Washington’s Deal with Iran Vexes Putin

Russian President Vladimir Putin is cross with his erstwhile partner-in-Afghanistan, President George W. Bush. For him, the hush-hush agreement Washington has just concluded for bringing Iran’s hardline rulers on board the American offensive against Iraq was a nasty shock.


Reporting this, DEBKA-Net-Weekly‘s Moscow sources note that for months, the Americans have been leaning on the Russian leader to halt the lucrative and massive assistance Moscow has been extending Tehran for the construction of Iranian nuclear installations at Bushehr and its involvement in Iran’s missile program. One US official after another argued that it was dangerous to let the ayatollahs come so near to achieving nuclear armament.


Putin used those same arguments to convince his generals and intelligence chiefs that the understanding between him and Bush, forged after the September 11 attacks on New York and Washington and begetting their close cooperation in the Afghan War, was founded on solid ground, reciprocal interests and mutual trust. Therefore, it was worth the Kremlin’s while to be flexible in the face of Washington’s demands, including implicit Russian support for the US campaign against Saddam Hussein.


Russia’s generals and other top Kremlin officials remained skeptical. They as well as Putin regarded the proof of his friendship with Bush as being the stake on offer to Moscow in post-war Iraqi oil. Only this would make it worth while for Russia to abandon its traditional bonds with Baghdad and Saddam’s intelligence chiefs.


On September 20, Bush invited Russian foreign and defense ministers, Igor Ivanov and Sergei Ivanov, to the Oval Office in an aggressive bid for Moscow to second a new tougher Iraq resolution at the UN Security Council. The two Russian officials countered with questions on the issue of Iraqi oil. When no clear reply was forthcoming, the Russians stayed with their position that no new Iraq resolution was necessary. Before considering military action, they urged getting the arms inspectors back into Iraq as quickly as possible.


This posture was tantamount to fence-sitting with regard to Washington’s war plans.


That same day, the US president followed up his meeting with the two Russian ministers by a phone call direct to his opposite number at the Kremlin.


It then became evident that in order to clear the air between them, a face-to-face encounter would be necessary.


Such a summit has become even more pressing in view of Putin’s sense of affront from the Washington-Tehran deal and certain jarring incidents occurring over recent weeks. Putin is fuming in particular over the US president’s refusal to support Moscow in its four-year battle against Chechen separatists as a quid pro quo for Russian backing on Iraq. The Russian leader has not forgiven Bush for personally slapping him down after he formally notified the United Nations that, if Georgia did not deal with the Chechens taking refuge in the Pankisi Gorge, Russian troops would take care of them. Washington is clearly concerned with its bases in Georgia which are vital for the attack on Iraq.
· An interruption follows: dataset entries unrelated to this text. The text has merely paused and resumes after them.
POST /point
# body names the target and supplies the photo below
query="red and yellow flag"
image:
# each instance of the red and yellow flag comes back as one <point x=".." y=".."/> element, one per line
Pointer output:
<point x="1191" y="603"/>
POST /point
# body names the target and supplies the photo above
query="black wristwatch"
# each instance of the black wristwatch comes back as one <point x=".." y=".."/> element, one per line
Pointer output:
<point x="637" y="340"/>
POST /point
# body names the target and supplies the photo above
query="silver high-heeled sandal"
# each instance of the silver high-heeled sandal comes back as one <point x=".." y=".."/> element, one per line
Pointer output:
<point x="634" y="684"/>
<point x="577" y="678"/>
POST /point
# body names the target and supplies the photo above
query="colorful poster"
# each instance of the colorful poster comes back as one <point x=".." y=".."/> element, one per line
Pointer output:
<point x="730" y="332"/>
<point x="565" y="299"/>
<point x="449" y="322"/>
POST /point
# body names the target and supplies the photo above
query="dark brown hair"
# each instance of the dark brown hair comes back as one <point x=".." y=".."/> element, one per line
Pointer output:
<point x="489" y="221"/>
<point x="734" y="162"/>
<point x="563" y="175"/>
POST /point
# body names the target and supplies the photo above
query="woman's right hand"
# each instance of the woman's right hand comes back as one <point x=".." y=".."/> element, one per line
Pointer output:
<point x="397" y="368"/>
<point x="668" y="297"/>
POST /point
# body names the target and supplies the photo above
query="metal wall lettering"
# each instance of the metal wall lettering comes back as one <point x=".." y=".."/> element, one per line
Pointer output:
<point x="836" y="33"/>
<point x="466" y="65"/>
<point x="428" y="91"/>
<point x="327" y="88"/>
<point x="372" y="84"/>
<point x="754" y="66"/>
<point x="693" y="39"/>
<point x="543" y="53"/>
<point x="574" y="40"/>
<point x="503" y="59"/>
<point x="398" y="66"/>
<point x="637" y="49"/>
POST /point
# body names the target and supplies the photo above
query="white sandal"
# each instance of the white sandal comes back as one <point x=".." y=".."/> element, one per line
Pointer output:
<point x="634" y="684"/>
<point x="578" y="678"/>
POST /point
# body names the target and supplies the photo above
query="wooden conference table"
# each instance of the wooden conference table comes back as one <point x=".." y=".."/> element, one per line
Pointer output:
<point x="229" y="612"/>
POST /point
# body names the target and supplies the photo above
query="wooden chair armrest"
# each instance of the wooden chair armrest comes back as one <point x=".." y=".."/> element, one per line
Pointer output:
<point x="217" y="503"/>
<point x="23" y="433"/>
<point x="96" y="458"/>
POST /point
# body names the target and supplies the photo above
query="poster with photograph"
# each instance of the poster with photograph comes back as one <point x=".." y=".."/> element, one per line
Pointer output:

Thursday, September 26, 17 Russian servicemen were killed, including the crew of a Mi-24 helicopter gunship hit by a shoulder-launched rocket, fired by Chechen guerillas who had thrust in from Georgia some days earlier. News film taken this month showed well-armed Chechens, including turbaned rebel leader Ruslan Gelayev, crossing into Russia from Georgia. Some were shouting Allah is Great!


There is also some grumbling in Moscow over the American-backed $2.9 billion Baku-Ceylan oil pipeline the construction of whose first section was inaugurated on September 18. By bypassing Russia, the project will diminish Moscow’s traditional influence in the energy-rich Caspian region in its back yard.